Oh the Love and the Pain

after Keri Hulme’s ‘Aue te aroha me te mamae’

the sun is sleepwalking through a quiet day e kare
the warm sea massages clay back onto the cliffs e kare
it looks like the world is building itself up to something
the waves e kare  hang the kelp around their necks
crabs empty their shells of food before finding
a place they call home
a gull unbreaks its neck in the churn of the currents
comes back alive squawking
e kare  

the sea and the land passing lives between themselves like little gifts
in the turbulence
e kare

Silence part 2 

for Rowley Habib after Keri Hulme’s ‘Silence’  

Where are your bones? 

My bones are inside the house,  
leaning against the cabinet  
– it’s empty. 

Where are your bones? 

My bones are off on a forty-day trip  
to the desert in hope  
that it rains. 

Where are your bones? 

My bones in the engine of one million motor vehicles  
all pumping their best chemicals into the atmosphere. 

Where are your bones? 

If you take a right turn after the McDonalds  
they’ll be in the trough with the meat patties  
I swear the pigs won’t touch them at all. 

Where are your bones? 

My bones are drowning inside my bones.  

Where are your bones? 

Being used by swimming teams  
to break into the changing rooms. 

Where are your bones? 

The clatter the hit of my bones rings  
around the stadium, my bones breaking  
other bones  
my bones breaking windows, my bones  
stealing televisions and radios and all manner of extension cords. 

Where are your bones? 

None of them long enough to connect back. To my real bones.  

Where are your bones? 

Those bones that karakia those bones that can stand tall on the marae
them bones that never dry out that always know what’s up when it’s up.  

Where are your bones? 

My bones are eating my other bones and those other bones just want to go home.  

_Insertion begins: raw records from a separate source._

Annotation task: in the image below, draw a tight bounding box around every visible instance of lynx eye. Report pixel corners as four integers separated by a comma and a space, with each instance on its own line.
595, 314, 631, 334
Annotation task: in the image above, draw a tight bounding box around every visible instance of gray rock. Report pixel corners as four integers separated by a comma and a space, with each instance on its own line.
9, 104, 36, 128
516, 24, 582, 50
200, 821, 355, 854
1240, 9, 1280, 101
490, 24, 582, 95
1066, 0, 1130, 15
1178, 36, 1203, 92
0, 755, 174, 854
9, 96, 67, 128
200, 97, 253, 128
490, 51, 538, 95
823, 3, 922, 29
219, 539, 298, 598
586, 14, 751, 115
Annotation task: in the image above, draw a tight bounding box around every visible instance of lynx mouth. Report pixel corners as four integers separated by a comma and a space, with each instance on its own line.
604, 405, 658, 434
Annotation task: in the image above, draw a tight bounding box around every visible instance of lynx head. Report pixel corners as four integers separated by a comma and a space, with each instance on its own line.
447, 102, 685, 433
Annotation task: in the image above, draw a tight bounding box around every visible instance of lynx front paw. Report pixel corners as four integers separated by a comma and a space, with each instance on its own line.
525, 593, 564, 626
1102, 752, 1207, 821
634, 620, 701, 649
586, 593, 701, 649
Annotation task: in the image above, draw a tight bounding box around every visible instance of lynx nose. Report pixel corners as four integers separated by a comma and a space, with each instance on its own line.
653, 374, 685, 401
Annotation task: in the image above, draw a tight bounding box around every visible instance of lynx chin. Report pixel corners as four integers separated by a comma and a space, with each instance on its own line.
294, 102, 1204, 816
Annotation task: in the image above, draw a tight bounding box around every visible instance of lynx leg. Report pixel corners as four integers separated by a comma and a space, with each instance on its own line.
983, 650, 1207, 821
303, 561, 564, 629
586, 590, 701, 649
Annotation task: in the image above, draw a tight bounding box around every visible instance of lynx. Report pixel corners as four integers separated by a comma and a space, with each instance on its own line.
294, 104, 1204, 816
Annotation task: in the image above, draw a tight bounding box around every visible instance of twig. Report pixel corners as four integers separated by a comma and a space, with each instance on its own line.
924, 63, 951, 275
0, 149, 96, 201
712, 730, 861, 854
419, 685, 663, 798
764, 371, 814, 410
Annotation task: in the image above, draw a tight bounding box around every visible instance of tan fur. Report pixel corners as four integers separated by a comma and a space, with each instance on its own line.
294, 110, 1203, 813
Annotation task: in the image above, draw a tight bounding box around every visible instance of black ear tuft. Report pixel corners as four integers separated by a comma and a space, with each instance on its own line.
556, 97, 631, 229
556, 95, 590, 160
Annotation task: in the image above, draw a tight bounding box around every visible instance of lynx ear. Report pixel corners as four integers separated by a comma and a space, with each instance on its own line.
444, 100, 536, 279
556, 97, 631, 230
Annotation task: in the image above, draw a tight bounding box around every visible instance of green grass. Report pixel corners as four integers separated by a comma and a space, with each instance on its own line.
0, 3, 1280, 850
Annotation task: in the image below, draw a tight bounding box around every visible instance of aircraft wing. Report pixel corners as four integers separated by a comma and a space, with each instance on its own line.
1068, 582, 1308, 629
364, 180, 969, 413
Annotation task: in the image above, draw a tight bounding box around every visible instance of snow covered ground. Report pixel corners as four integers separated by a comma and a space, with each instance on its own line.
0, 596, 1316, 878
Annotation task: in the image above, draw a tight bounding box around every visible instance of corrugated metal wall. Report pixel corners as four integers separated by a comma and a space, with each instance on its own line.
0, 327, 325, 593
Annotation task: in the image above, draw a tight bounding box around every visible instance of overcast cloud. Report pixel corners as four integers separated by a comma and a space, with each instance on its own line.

Essa Ranapiri (Ngaati Raukawa, Te Arawa, Ngaati Puukeko, Clan Gunn) is a person who lives on Ngaati Wairere whenua. Author of ransack and ECHIDNA. PhD student looking at how poetry by taangata takataapui engages with atuatanga. Co-editor of Kupu Toi Takataapui | Takataapui Literary Journal with Michelle Rahurahu (obvs). They have a great love for language, LAND BACK and hot chips. Thanks as always goes to their ancestors, who are everything. They will write until they're dead.